Solomon Kane's First Homecoming

Solomon Kane by Ramsey Campbell, based on the screenplay by Michael J. Bassett and the character created by Robert E. Howard (2011): Based on a well-regarded movie that I haven't seen yet, Solomon Kane gives Conan creator Robert E. Howard's 17th-century Puritan ghost-and-demon-buster an actual origin story.

Featured in about a dozen stories, poems and fragments from the early 1930's, Solomon Kane predates Conan by a few years. Robert E. Howard created a LOT of heroes during his short, prolific life. Unlike many of those heroes, Kane moves within an actual historical context. His adventures take place in the 16th and 17th centuries, though many of them are in an Africa as fanciful as any of the wholly fictional lands of Conan.

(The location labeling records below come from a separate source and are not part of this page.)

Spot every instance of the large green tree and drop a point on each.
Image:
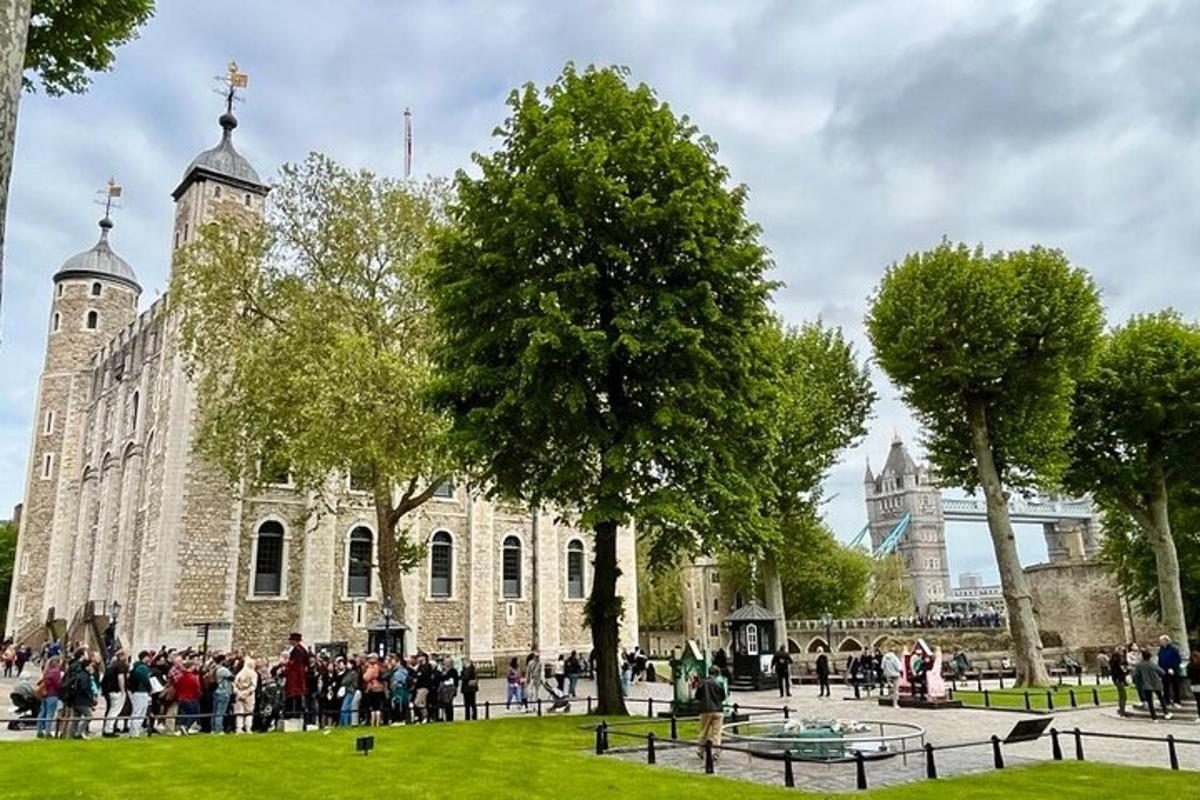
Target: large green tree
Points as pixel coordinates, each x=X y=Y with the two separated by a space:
x=55 y=43
x=1137 y=421
x=985 y=349
x=600 y=301
x=307 y=334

Campbell finished up several Kane fragments for publication in the 1970's, there demonstrating an ability to approximate Howard's prose style without sliding into parody. He does the same here. His Kane is a brooding, haunted hero, and the environment is bloody and filled with the violence of men and supernatural beings. Campbell nicely echoes Howard's occasionally wonky diction (there's a stretch involving the repeated use of the word 'supine' that almost does slide into parody) and seriousness of purpose.

The novel is fun, but it's not funny or light-hearted or campy, though Campbell does seem to get stuck with what seem to be a couple of campy, Bondian missteps from the original screenplay. The worst of these comes when a necromancer says 'How do you like what I've done to the place?' to Kane as Kane regards with horror what the necromancer has done to his ancestral home. Augh! This is what Michael Moorcock and James Cawthorn flagged as "deadly jolite" in their study of fantasy, Wizardry and Wild Romance, a terrible bleedover from the Bond films.

Overall, though, this is one of the ten best non-Howard, Howard novels I've read. Ramsey Campbell deserves praise for sublimating his own peculiar style and thematic concerns to the service of telling a fairly straightforward sword-and-sorcery novel in the Howard tradition. And screenwriter Bassett does, for the most part, lay out a plausible background for this Renaissance Man, whose greatest Howard moment (in my eyes) came when he physically beat the crap out of a ghost. Recommended.